“Netanyahu non si concentra sulla pace o sui negoziati; si concentra su Trump,” sostiene il senior ufficiale di Hamas Taher Al-Nunu, accusando il Primo Ministro israeliano di sfruttare la guerra per guadagni elettorali.
In un’accusa clamorosa, una figura di spicco di Hamas ha criticato il Primo Ministro israeliano Benjamin Netanyahu per aver presumibilmente sfruttato il brutale conflitto con i palestinesi e le forze libanesi come trampolino per sostenere la candidatura di Donald Trump alla presidenza degli Stati Uniti. Taher Al-Nunu, portavoce del movimento di resistenza di Hamas, ha attaccato le motivazioni di Netanyahu, affermando: “L’occupazione non è seria riguardo ai colloqui di pace; Netanyahu sta tirando i remi in barca per mantenere il caos acceso—perché serve alla candidatura di ritorno di Trump.”
Le osservazioni arrivano mentre Gaza rimane in una morsa mortale, colpita da attacchi incessanti che hanno già provocato la morte di numerosi civili. Le accuse di Al-Nunu indicano un calcolo inquietante che lui afferma stia guidando la leadership israeliana: prolungare la guerra non per la sicurezza, ma per l’influenza che potrebbe avere sulle elezioni americane. Con Trump che cerca attivamente un ritorno al potere, Al-Nunu ha sostenuto che Netanyahu è determinato a mantenerlo alla Casa Bianca, una strategia che Al-Nunu ha definito “guerra politica sulle spalle dei palestinesi.”
L’impatto a Gaza, insiste Al-Nunu, è stato catastrofico: “Non stanno solo prendendo di mira i combattenti; stanno rase al suolo interi isolati, ospedali e scuole. Eppure, il mondo rimane in silenzio.” Il funzionario di Hamas ha espresso il suo sdegno, denunciando quella che ha descritto come una cancellazione sistematica delle infrastrutture di Gaza, una politica che dice sia progettata per lasciare la Striscia incapace e in un angolo.
Tuttavia, Al-Nunu ha accennato a una nuova determinazione che emerge tra le fazioni palestinesi, una posizione unificata per resistere a qualsiasi governo esterno a Gaza dopo il conflitto. Hamas, insieme ad altri gruppi, è stato riportato coinvolto in discussioni riservate mirate a redigere un piano collettivo post-bellico. La posizione ferma del movimento di resistenza, come ha chiarito Al-Nunu, è di “escludere qualsiasi parte non palestinese dal governare il futuro di Gaza.” Queste consultazioni interne mirano a garantire l’autonomia di Gaza in un modo che non ceda a pressioni o influenze internazionali.

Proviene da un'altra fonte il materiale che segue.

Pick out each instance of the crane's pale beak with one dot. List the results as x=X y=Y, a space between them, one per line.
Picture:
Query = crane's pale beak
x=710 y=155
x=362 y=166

Ma Al-Nunu non stava parlando solo ai politici; ha rivolto un appello appassionato al mondo arabo, invitando le nazioni vicine a rifiutare la normalizzazione di quello che lui chiama un “massacro” contro i palestinesi. “Abbiamo bisogno che i nostri fratelli arabi si sveglino alla realtà e non normalizzino la distruzione di Gaza,” ha esortato, evidenziando una rinnovata chiamata alla solidarietà regionale.
E con un’intensità incrollabile, Al-Nunu ha indirizzato le sue parole direttamente ai palestinesi nei territori occupati, proclamando il conflitto un momento decisivo per la liberazione palestinese. “Il Diluvio di Al-Aqsa è la nostra occasione. Dobbiamo afferrarla per porre fine all’occupazione e liberare la nostra terra.” Mentre Gaza vacilla sotto l’assalto incessante, questo messaggio di resistenza rimane un grido di battaglia per i palestinesi in tutta la regione.
È una confronto che va oltre proiettili e bombe: è una battaglia per l’influenza, la politica e l’anima di una terra fratturata. Le scommesse? Forse nulla meno che il futuro della relazione tra Stati Uniti e Israele e il destino di un intero popolo intrappolato nel suo mirino.